Cierto día, por azares del oficio, me tocó compartir la mesa con una persona a la que recién me habían endilgado los jefazos. En un intento por iniciar una conversación amena, mi compañero de cubiertos me increpó amablemente por haber ordenado una Coca-Cola de dieta para acompañar el New York que recién había pedido: “¿De dietaaaa?”, me reclamó fingiendo incredulidad.  Luego esbozó su mejor sonrisa. Seguramente esperaba alguna de las respuestas estándar que sobrevienen a este tipo de interrogantes, y que sirven de lubricante para la socialización civilizada: a. La tomo porque me gusta su sabor, no creas que soy tan superficial como para preocuparme por mi figura; o b. Es que mi nutrióloga así me lo indicó; y c. Alguna variante de las dos opciones anteriores. A ello seguiría el consabido: “¿y sabías que el endulzante que utilizan tiene componentes cancerígenos?”. “Sí, pero qué se le va a hacer. De algo nos tenemos que morir ¿no?”, sería el remate perfecto. Luego de un par de carcajadas hipócritas, se explorarían temas como el clima, el futbol o la política. Todo por la insana costumbre que tiene alguna gente de evitar a toda costa el silencio porque les parece incómodo. Pero yo, como casi siempre prefiero el callar, opté por espetarle un sólido: prefiero la Coca-Cola de dieta porque es, precisamente, la encarnación más conspicua de la nada. Frente a la perplejidad del que se dibujó en el rostro del comensal que tenía enfrente, me divertí asediándolo.  Uno ingiere bebidas por dos razones: para apaciguar la sed o por el valor nutricional de la bebida.
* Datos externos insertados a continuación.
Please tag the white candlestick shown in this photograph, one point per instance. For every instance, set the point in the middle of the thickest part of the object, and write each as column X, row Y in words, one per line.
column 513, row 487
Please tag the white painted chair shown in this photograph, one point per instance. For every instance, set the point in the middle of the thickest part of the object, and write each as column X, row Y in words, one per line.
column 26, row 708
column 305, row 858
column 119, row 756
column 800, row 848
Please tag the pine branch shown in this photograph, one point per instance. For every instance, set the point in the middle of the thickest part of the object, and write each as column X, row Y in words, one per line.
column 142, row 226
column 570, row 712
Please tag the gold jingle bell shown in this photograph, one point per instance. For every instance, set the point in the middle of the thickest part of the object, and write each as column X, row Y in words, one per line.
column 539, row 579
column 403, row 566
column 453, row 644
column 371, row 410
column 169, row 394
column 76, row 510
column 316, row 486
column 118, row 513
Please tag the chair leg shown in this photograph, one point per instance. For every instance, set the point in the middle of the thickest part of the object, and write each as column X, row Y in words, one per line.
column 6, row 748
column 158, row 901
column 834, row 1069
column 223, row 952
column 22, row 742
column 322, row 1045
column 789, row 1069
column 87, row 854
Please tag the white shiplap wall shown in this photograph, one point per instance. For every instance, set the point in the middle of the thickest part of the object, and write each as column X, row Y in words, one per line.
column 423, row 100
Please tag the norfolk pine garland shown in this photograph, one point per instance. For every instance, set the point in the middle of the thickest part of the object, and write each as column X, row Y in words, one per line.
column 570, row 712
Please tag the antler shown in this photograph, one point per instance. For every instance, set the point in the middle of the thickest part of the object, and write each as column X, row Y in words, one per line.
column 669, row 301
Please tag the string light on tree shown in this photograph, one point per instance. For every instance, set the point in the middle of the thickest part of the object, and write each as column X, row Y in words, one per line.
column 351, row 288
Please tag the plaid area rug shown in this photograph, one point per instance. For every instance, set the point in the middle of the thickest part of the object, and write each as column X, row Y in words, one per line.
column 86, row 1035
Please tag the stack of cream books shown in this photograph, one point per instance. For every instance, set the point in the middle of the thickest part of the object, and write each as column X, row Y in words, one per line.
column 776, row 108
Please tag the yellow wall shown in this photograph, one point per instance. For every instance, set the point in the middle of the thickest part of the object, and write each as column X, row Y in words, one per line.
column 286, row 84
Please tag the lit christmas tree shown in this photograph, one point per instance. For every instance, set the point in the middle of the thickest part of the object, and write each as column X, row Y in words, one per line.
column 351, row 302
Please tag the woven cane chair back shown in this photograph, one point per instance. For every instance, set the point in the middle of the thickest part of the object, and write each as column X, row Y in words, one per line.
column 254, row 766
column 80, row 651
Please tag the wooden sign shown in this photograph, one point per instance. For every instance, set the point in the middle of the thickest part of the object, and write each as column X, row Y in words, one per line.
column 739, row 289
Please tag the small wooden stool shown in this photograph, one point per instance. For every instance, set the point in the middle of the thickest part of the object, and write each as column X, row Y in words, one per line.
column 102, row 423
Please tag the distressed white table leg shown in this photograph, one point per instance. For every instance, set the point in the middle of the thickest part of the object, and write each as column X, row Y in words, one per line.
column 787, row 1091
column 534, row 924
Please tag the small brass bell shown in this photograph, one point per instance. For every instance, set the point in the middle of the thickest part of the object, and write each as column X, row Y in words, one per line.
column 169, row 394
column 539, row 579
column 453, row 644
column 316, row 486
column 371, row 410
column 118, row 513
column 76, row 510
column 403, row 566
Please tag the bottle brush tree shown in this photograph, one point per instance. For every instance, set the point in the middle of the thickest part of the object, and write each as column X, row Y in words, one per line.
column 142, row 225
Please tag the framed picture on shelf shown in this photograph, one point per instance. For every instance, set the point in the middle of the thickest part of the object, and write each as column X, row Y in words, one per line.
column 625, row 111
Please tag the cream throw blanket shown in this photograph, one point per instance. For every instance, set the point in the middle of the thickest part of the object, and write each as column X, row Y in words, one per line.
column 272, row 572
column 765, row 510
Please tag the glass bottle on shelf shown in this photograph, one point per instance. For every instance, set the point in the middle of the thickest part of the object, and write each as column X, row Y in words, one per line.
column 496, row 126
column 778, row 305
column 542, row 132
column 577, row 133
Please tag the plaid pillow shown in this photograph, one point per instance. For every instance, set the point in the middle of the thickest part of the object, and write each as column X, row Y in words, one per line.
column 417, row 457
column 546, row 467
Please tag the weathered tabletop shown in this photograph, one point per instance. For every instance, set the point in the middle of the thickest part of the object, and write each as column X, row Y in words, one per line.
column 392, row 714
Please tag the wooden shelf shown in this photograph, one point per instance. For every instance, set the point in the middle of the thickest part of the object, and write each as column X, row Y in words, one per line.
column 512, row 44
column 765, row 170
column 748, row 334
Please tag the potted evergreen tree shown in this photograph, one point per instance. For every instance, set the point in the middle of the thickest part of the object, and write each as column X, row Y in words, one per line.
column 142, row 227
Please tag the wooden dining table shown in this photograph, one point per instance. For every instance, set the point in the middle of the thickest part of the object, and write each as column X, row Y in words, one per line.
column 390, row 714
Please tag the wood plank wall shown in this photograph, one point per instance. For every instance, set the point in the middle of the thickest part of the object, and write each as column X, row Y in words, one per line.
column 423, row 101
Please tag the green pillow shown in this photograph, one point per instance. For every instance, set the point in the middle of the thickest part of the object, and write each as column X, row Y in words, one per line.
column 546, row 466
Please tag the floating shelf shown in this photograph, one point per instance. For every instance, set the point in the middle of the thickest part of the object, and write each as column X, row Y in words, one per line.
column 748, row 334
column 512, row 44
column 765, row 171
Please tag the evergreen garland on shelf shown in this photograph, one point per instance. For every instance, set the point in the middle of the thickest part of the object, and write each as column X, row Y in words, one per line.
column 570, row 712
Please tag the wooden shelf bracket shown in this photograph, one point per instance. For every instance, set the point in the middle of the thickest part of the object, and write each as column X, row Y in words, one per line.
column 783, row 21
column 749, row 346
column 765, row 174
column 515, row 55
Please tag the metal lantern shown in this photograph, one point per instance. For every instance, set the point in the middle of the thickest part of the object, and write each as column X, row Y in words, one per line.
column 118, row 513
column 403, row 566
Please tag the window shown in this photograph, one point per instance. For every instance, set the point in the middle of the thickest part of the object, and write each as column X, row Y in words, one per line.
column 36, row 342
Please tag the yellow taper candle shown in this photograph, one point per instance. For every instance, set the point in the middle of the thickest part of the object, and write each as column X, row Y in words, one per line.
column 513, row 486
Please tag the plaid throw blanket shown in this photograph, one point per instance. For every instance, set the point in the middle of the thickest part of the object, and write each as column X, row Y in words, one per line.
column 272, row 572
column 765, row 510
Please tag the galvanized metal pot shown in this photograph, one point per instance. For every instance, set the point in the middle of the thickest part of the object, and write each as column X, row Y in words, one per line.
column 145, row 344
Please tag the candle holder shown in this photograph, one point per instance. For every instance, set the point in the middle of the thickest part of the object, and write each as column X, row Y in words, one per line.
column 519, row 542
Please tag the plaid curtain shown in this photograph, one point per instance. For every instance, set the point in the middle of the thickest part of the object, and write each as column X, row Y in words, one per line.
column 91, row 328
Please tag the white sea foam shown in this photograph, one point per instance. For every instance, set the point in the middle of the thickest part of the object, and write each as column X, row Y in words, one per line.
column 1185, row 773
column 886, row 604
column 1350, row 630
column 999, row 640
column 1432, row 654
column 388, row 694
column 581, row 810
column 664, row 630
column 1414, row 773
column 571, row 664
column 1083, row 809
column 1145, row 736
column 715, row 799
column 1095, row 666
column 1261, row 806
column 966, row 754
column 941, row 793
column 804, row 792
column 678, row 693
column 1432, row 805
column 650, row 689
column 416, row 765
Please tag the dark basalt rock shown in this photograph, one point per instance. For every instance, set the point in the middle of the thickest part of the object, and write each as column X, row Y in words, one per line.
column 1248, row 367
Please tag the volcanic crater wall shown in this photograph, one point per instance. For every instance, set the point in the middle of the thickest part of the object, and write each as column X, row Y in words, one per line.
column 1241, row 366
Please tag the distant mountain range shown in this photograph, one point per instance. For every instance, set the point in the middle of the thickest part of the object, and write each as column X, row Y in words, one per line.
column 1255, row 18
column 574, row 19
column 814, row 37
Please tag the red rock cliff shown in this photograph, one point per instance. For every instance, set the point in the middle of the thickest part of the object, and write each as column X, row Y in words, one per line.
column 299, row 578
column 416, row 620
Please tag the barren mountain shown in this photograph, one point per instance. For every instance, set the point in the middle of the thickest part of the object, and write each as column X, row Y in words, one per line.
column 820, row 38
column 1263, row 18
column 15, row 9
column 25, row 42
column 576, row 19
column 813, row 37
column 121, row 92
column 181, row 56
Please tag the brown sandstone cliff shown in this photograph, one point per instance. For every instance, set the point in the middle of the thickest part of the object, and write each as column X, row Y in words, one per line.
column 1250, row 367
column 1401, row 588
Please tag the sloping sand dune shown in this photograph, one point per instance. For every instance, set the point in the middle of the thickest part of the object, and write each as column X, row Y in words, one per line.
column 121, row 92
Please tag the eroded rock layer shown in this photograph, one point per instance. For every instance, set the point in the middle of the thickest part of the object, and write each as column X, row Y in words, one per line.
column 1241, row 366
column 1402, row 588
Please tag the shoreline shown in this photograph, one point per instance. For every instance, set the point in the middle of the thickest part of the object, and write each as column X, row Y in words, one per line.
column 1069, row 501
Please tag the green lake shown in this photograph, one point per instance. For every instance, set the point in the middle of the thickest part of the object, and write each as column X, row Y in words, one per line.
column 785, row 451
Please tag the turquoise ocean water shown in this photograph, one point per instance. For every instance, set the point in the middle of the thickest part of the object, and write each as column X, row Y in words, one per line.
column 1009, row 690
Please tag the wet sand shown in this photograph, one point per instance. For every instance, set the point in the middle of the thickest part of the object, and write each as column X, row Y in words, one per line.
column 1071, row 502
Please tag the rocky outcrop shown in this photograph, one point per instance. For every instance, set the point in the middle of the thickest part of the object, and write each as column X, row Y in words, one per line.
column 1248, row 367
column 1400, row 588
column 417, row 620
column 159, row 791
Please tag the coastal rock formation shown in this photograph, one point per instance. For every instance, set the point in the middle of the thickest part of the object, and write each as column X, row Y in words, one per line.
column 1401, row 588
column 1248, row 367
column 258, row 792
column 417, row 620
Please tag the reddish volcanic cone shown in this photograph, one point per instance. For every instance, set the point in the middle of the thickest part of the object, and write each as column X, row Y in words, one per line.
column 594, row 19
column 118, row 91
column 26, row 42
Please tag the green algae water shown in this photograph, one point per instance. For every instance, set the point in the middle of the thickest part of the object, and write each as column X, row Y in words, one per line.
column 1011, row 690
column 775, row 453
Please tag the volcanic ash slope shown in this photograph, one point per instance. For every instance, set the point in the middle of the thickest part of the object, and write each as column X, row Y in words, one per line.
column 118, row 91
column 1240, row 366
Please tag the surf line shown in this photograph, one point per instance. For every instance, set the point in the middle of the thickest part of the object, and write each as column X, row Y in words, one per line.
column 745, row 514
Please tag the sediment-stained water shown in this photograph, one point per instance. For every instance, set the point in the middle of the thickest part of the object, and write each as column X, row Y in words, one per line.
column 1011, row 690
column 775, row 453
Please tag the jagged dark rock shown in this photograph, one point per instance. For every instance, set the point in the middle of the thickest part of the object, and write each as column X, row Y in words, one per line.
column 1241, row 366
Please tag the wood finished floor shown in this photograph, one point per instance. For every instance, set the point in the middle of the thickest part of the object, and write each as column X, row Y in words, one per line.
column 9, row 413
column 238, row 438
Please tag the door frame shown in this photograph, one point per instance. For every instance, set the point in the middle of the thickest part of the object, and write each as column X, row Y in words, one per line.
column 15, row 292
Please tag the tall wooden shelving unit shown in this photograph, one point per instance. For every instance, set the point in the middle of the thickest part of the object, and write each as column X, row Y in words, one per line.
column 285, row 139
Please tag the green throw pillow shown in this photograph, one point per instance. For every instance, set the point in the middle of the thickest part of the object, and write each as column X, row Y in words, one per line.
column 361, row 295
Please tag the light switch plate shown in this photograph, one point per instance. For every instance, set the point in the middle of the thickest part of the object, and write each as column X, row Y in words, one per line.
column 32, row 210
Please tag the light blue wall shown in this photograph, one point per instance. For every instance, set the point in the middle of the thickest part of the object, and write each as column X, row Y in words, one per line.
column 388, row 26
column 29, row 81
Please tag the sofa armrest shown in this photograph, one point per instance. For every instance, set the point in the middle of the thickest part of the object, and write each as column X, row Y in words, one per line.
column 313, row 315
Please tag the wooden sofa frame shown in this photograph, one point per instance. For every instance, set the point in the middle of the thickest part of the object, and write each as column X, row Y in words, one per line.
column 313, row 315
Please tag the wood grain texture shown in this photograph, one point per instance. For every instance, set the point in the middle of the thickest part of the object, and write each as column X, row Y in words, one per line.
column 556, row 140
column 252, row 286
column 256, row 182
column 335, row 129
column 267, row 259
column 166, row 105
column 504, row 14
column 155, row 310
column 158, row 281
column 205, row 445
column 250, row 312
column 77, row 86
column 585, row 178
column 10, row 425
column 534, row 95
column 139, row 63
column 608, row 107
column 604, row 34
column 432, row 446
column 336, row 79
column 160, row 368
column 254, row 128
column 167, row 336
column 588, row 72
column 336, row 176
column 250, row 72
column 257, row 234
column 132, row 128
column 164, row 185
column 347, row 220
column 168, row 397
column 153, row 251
A diferencia del vino o el agua, la Coca-Cola no satisface ninguna necesidad. Tiene un sabor extraño que te pone más sediento y además carece de nutrientes.  Los elementos constitutivos de la Coca Cola regular (o para el caso, de cualquier refresco) se encuentran ausentes. Lo que uno se bebe es la pura semblanza, un suplemento, la artificialidad en su más pura expresión. Al tomar Coca Cola de dieta, uno se mete al cuerpo el vacío, la encarnación más conspicua de la nada envuelta como si fuera algo.[1]



[1] Desde luego, todo esto no es sino un parafraseo de las ideas de Slavoj Žižek.  The fragile absolute. Or why is Christian legacy worth fighting for?, Verso, E. U., 2001.